All child welfare agencies take action to place children in foster care when absolutely necessary, but in New York City, we do so under strictly controlled circumstances: when a child is in imminent risk of serious harm, a parent or caretaker is unable or unwilling to protect the child from that harm, no less extreme interventions would keep a child safe and the danger to the child exceeds the trauma associated with separation. Conversely, we make every effort to keep parents and children together whenever safely possible to do so.
Child welfare practice is, at its core, about protecting children and strengthening families. Our goal at ACS is to do both, and we believe that in the vast majority of families we encounter, both these goals are achievable in unison.
The federal government’s separation policy, by contrast, violates every fundamental principle of child welfare practice by endangering children’s well-being for the sole purpose of punishing their parents. That is why we will continue to condemn it, as we continue our work to protect New York City’s children and support their families.

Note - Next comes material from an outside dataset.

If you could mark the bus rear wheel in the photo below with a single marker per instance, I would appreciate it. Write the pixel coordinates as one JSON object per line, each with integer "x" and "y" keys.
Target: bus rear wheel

David A. Hansell is commissioner of the New York City Administration for Children’s Services and has served as a consultant to nonprofit, government and philanthropic organizations, most recently as head of KPMG’s Human & Social Services Centre of Excellence. From 2009-11, he served as acting assistant secretary and principal deputy assistant secretary for the Administration for Children and Families in the U.S. Department of Health and Human Services.